The Palestinian Authority was created by the Israeli Labor Party in 1994. The Labor Party believed that, with the breakup of the Soviet Union and America’s ringing defeat of Iraq in the Gulf War, radicalism had essentially become a losing proposition and the Palestinians knew they had no choice but to work out peaceful coexistence with Israel.
Since then the idea of Israeli-Palestinian peace has been an obsessive theme of international politics. For a time it also sharply divided Israel into two camps of believers and nonbelievers; today, after two decades of terrorism and rocket fire, all polls show that the nonbelievers are by far the dominant camp.
For those who bother to inform themselves about the Palestinian Arabs living in the West Bank and Gaza—their education, culture, politics, religion—the ongoing insistence of U.S. and European establishments that Israeli-Palestinian peace is the order of the day, with Israel as the party that stymies it, is surreal almost beyond belief.
Palestinian schools, media, and mosques entirely negate Israel’s legitimacy as a Jewish state, and systematically deny any Jewish connection to the Land of Israel and Jerusalem. They also honor and glorify Palestinian terrorists in every possible way, from stipends and ceremonies for living ones to the naming of streets, public squares, sporting events, and children’s camps after deceased terrorists. Glorification is especially lavished on those who killed large numbers of Israelis in mass attacks.

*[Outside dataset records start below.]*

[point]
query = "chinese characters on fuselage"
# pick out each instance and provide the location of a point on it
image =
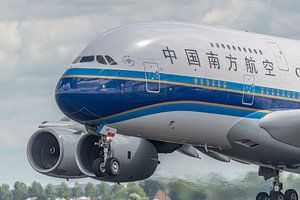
(250, 64)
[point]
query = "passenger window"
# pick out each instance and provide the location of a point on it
(110, 60)
(87, 59)
(100, 59)
(76, 60)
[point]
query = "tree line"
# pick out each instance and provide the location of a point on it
(213, 187)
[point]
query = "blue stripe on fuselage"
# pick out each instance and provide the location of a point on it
(114, 95)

For about six years, what used to be the unitary Palestinian Authority has been divided into what are essentially two entities—the remaining Palestinian Authority on the West Bank and Hamas-run Gaza. The latter is an Islamist statelet openly sworn to Israel’s destruction; the U.S. and even the European Union officially outlaw Hamas as a terrorist organization.
The Palestinian Authority, however, with its relatively secular Fatah leadership, continues to be regarded as a force for peace. The problem with that view is that it is an inversion of the truth.